Kerogen has also been looking at digital technology offerings coming to the oil and gas industry to redefine work processes that reduce costs, improve productivity and increase efficiency.
“ConocoPhillips fully admits over time that it will shrink. Companies need to embrace this model,” Holt, Invesco
Investing in stressed situations or bank-led restructurings are other potential opportunities. “An example of funding stress[ed assets] we often come across is when a company cannot meet its capital calls under a joint venture and risk significant dilution or losing their interest altogether,” says Cheng. “As long as capital continues to be rationed within the industry, larger companies will continue to sell assets, so funding opportunities for small companies will be available. Buyouts and consolidation are often key themes when prices fall."
Now that oil prices have recovered from recent lows, many fund managers are more optimistic than they were during February or March and predict further price increases.
“In early April we were extremely bearish because there were so many uncertainties about Covid-19, especially its effect on emerging economies,” says Michel Salden, head of commodities at Zurich-based Vontobel Asset Management, whose fund takes active positions on commodity futures curves.
“Then we became much more bullish, because we thought the market was too pessimistic.

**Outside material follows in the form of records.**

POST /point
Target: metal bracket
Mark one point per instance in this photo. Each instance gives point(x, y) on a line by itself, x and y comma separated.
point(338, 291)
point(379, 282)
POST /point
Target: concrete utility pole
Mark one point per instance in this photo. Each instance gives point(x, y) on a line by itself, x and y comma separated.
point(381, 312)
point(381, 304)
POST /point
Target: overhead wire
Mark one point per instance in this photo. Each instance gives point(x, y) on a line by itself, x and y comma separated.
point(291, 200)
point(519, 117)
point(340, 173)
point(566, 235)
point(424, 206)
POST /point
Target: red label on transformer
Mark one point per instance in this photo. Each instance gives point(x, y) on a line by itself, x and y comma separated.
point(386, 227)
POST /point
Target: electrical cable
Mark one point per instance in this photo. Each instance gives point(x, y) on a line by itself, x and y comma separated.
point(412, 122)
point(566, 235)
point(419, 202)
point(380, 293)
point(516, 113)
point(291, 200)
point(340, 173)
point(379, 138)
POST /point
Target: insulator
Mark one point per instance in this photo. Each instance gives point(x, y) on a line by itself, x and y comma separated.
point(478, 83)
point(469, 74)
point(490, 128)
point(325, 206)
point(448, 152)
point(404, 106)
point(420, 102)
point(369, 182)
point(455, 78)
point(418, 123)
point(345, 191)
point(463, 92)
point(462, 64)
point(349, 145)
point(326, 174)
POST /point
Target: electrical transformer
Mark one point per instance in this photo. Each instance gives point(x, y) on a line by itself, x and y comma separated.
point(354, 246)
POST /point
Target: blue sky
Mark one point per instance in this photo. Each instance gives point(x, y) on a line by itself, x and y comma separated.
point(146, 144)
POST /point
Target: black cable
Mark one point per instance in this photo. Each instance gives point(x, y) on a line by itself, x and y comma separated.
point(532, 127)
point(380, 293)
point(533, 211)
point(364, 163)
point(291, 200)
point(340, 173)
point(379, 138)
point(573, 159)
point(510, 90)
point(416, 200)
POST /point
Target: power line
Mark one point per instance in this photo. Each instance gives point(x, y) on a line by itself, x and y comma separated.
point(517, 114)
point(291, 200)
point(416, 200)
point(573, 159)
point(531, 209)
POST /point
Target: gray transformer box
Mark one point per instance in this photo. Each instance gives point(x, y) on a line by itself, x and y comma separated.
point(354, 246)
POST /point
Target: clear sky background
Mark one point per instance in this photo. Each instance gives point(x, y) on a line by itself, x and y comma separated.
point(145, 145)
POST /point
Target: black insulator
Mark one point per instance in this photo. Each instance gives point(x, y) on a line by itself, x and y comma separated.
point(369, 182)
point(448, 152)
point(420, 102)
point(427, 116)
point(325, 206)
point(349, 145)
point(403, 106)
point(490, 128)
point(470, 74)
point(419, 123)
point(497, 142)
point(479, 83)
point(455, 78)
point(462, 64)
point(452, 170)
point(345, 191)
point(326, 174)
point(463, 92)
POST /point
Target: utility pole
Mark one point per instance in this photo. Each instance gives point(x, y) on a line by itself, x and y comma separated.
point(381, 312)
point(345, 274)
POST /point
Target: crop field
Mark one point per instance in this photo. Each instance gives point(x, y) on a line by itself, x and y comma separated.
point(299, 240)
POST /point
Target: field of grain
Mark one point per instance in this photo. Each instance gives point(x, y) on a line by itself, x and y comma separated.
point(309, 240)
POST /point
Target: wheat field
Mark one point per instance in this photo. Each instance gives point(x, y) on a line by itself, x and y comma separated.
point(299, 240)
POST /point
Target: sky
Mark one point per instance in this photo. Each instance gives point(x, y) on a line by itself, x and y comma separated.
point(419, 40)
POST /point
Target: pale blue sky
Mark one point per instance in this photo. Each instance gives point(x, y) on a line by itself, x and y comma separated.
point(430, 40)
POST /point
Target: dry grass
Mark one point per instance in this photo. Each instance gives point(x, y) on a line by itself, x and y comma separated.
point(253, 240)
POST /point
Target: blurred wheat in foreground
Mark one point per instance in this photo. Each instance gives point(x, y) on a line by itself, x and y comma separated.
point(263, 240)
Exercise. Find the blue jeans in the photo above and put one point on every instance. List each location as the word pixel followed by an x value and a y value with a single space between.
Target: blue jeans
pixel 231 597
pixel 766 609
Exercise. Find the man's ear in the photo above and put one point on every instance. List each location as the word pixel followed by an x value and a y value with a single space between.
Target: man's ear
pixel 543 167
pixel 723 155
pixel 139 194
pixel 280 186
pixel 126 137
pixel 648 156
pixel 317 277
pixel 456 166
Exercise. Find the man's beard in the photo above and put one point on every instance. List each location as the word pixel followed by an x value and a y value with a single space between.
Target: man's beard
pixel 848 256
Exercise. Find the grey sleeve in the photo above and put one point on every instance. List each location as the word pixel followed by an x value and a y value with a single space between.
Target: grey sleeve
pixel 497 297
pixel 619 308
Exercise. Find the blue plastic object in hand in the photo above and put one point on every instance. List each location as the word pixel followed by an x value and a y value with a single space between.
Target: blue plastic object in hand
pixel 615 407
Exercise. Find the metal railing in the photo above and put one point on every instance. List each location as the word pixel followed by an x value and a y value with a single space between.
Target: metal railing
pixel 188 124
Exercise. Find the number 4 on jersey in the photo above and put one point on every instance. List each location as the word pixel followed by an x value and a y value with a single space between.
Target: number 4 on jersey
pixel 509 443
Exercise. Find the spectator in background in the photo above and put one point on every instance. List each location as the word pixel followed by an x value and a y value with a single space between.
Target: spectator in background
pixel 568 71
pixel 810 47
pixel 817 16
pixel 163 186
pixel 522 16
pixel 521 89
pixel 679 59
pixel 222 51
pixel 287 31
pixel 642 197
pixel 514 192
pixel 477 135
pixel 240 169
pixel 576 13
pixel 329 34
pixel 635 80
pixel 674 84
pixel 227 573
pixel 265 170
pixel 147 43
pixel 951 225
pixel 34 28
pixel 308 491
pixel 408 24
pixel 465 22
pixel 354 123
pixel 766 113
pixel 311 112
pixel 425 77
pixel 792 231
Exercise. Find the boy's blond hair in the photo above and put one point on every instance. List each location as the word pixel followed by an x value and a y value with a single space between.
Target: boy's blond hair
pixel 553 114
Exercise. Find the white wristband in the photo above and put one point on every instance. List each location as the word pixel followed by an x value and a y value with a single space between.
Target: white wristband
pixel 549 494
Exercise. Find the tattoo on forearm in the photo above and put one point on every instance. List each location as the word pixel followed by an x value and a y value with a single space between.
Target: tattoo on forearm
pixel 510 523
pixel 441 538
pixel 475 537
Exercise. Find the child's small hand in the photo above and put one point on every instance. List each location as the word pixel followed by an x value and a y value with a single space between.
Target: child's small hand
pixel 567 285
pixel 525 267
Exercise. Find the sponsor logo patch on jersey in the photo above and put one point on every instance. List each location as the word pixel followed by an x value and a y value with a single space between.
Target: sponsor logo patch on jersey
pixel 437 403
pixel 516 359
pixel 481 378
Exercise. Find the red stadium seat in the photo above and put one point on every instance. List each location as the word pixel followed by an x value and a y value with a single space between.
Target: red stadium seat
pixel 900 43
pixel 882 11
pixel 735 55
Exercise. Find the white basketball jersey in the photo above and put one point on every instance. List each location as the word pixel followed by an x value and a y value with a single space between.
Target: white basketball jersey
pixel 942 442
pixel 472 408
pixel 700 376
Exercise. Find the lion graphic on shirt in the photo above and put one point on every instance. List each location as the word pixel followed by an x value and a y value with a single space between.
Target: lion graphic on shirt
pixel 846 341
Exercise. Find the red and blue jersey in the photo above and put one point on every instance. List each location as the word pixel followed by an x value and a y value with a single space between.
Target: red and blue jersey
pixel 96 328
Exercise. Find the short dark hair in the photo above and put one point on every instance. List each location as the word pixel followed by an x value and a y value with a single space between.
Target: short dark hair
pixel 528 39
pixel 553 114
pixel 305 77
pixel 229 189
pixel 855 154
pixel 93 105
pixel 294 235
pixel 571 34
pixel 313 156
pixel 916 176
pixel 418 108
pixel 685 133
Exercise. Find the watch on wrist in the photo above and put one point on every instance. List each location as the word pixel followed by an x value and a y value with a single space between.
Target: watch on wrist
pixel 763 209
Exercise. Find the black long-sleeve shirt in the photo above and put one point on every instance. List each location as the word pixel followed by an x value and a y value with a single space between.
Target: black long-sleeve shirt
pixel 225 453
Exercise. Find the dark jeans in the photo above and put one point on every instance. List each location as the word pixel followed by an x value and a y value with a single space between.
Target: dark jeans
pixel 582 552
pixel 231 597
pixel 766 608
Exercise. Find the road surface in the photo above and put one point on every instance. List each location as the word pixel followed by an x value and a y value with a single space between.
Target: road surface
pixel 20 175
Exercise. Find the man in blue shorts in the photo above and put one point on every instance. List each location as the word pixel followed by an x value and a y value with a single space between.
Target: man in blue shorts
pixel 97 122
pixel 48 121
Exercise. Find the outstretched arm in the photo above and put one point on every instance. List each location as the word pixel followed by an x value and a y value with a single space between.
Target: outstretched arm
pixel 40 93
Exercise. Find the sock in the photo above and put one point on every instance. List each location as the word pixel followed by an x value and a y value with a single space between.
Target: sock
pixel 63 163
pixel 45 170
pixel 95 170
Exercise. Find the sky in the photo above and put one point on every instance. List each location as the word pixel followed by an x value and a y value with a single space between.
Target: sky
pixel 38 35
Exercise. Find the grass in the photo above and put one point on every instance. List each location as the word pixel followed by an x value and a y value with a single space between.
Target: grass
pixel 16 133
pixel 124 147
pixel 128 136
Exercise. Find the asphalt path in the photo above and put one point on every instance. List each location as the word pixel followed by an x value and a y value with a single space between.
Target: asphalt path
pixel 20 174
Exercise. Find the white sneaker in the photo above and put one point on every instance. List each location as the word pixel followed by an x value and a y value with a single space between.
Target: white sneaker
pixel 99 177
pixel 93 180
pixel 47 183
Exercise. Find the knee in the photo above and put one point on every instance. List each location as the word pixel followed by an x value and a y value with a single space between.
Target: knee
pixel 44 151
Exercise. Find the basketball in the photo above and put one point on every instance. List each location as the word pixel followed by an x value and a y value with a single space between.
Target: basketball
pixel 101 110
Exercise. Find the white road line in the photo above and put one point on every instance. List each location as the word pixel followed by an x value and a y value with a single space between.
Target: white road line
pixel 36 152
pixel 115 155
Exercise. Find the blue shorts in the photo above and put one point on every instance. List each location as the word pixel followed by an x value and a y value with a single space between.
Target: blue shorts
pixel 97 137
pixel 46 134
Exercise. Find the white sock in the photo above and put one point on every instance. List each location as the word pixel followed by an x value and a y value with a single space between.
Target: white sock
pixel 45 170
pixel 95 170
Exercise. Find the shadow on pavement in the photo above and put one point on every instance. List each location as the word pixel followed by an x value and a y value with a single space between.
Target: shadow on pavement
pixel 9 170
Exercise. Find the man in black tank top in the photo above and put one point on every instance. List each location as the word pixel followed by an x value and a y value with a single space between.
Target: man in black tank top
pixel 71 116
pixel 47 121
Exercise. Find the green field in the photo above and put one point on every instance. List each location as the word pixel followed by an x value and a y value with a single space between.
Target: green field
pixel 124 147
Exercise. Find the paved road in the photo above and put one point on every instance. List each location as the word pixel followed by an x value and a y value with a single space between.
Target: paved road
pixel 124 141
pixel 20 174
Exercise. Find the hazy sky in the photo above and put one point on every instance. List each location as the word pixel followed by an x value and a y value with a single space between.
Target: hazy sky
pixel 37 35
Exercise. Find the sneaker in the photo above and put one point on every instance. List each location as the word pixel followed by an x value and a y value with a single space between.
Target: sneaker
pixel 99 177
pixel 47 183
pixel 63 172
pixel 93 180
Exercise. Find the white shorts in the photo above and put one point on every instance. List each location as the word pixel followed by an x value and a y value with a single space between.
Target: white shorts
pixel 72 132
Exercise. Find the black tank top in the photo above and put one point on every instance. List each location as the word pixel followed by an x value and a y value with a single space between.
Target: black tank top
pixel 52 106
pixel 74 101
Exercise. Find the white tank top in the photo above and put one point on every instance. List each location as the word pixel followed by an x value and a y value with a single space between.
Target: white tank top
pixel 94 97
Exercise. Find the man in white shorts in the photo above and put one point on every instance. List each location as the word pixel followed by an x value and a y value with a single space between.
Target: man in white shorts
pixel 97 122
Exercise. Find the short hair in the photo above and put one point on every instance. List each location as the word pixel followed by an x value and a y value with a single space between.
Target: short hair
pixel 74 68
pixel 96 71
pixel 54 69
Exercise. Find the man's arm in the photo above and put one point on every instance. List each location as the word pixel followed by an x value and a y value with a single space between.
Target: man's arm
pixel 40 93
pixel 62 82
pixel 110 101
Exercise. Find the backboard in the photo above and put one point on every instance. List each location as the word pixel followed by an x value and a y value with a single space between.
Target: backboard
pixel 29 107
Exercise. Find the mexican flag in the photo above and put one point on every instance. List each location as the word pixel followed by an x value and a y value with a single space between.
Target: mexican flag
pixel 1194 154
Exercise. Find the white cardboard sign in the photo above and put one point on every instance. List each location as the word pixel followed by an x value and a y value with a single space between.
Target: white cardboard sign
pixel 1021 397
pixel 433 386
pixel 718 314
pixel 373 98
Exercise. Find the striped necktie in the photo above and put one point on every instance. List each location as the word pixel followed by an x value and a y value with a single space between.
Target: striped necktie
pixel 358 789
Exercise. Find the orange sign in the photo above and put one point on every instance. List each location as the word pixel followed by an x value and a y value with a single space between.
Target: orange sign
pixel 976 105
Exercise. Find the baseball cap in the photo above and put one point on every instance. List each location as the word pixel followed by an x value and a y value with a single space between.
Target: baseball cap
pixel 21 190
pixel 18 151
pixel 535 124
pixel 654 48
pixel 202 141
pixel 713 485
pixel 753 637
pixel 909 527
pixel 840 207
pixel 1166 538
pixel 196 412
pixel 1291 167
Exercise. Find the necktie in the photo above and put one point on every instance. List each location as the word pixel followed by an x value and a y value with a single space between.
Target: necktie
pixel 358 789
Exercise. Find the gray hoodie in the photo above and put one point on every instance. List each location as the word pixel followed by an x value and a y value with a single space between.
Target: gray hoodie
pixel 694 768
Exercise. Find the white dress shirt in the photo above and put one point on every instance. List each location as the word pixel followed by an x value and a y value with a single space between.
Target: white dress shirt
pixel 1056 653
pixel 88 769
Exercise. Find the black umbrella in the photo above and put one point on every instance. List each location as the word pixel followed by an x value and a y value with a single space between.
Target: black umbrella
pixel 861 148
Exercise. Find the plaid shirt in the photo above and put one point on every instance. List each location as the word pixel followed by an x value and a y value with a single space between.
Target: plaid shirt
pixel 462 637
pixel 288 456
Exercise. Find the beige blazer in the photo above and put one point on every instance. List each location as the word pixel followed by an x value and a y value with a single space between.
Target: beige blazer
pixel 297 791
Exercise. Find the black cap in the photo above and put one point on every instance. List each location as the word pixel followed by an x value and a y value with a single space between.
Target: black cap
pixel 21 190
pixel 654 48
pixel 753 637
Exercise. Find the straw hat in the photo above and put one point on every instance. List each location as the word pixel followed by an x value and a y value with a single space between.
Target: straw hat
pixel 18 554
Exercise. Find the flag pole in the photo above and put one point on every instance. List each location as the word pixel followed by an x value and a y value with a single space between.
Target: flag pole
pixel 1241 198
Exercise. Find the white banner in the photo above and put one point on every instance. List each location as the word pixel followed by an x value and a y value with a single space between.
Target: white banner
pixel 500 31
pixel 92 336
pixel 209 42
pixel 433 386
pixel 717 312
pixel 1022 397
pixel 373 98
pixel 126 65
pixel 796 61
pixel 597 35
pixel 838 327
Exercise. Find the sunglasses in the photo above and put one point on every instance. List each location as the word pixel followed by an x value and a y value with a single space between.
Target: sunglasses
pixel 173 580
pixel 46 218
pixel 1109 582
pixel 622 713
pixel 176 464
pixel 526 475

Apart from air traffic, congestion is accelerating quicker than we expected. But we have to be very aware that there might be a second wave of the virus. The introduction of a vaccine would make us more bullish on oil, or a delay to it less bullish."
Investors should also look beyond the short term when considering the demand-supply equilibrium. As oil and gas companies have announced deep capex reductions, which will restrict future supply, there is likely to be upward pressure on prices as demand normalises, according to Christopher Korpan, a natural resources portfolio manager at JP Morgan Asset Management.
“The level of stimulus that central banks and governments have engaged in should also be positive for real assets. It is key to remain focused on the longer term, whereby increasing urbanisation of emerging markets will drive demand for commodities and be supportive for prices,” he says.
Oil will probably rise from $35/bl currently to around $50-55/bl by the middle of 2021, predicts Invesco’s Holt. “There will probably be one more super-cycle before we hit peak oil demand,” he predicts. “But companies cannot get sucked into thinking this is a growth business.”